所以假设我有这个板,其中 false 表示为空:

(list "X" "X" "O" "O" "X" "O" "X" #false "X")

根据要求,解决方案是:

(list
 (list "X" "X" "O" "O" "X" "O" "X" "X" "X")
 (list "X" "X" "O" "O" "X" "O" "X" "O" "X"))

球拍中的解决方案效果很好。我在 Python 中尝试了同样的事情,但它并没有像预期的那样工作。

我不断得到这样的输出:

[['X', 'X', 'O', 'O', 'X', 'O', 'X', 'X', 'X'], [['X', 'X', 'O', 'O', 'X', 'O', 'X', 'O', 'X'], []]]

或者

['X', 'X', 'O', 'O', 'X', 'O', 'X', 'X', 'X', 'X', 'X', 'O', 'O', 'X', 'O', 'X', 'O', 'X']

或更糟。

我似乎无法让它给我想要的输出。

如果没有其他方法,我正在考虑对输出进行一些后期处理,但我想避免这种情况。

我需要的是这个:

[['X', 'X', 'O', 'O', 'X', 'O', 'X', 'X', 'X'], ['X', 'X', 'O', 'O', 'X', 'O', 'X', 'O', 'X']]

无论如何,让我知道您是否可以提供帮助。

这是我的python代码:

"""
Brute force solution for tic-tac-toe.
"""


"""
Data definitions:

;; Value is one of:
;; - false
;; - "X"
;; - "O"
;; interp. a square is either empty (represented by false) or has and "X" or an "O"

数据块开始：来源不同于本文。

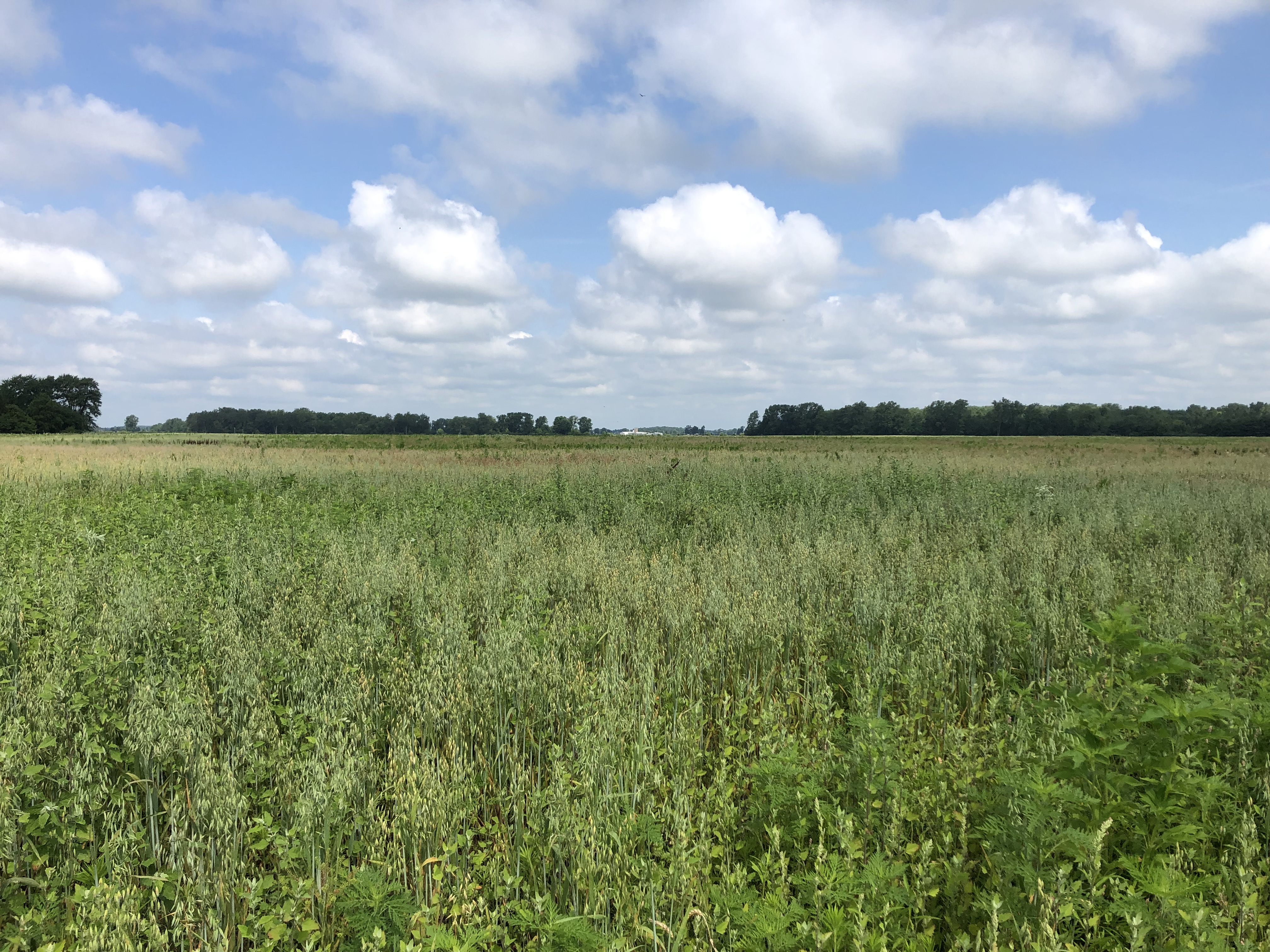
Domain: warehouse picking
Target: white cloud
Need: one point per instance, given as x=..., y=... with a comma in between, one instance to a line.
x=435, y=322
x=55, y=139
x=195, y=253
x=835, y=88
x=54, y=272
x=1038, y=231
x=703, y=272
x=428, y=248
x=722, y=246
x=26, y=40
x=417, y=271
x=526, y=96
x=44, y=256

;; Board is (listof Value)
;; a board is a list of 9 Values

"""

#
## CONSTANTS
#
B0 = [False for i in range(9)]
B1 = [
    False,  "X",  "O",
     "O",   "X",  "O",
    False, False, "X"
]
B2 = [
        "X",  "X",  "O",
        "O",  "X",  "O",
        "X", False, "X",
      ]

B3 = [
        "X", "O",  "X",
        "O", "O", False,
        "X", "X", False,
]


"""
PROBLEM 1

 In this problem we want you to design a function that produces all
 possible filled boards that are reachable from the current board.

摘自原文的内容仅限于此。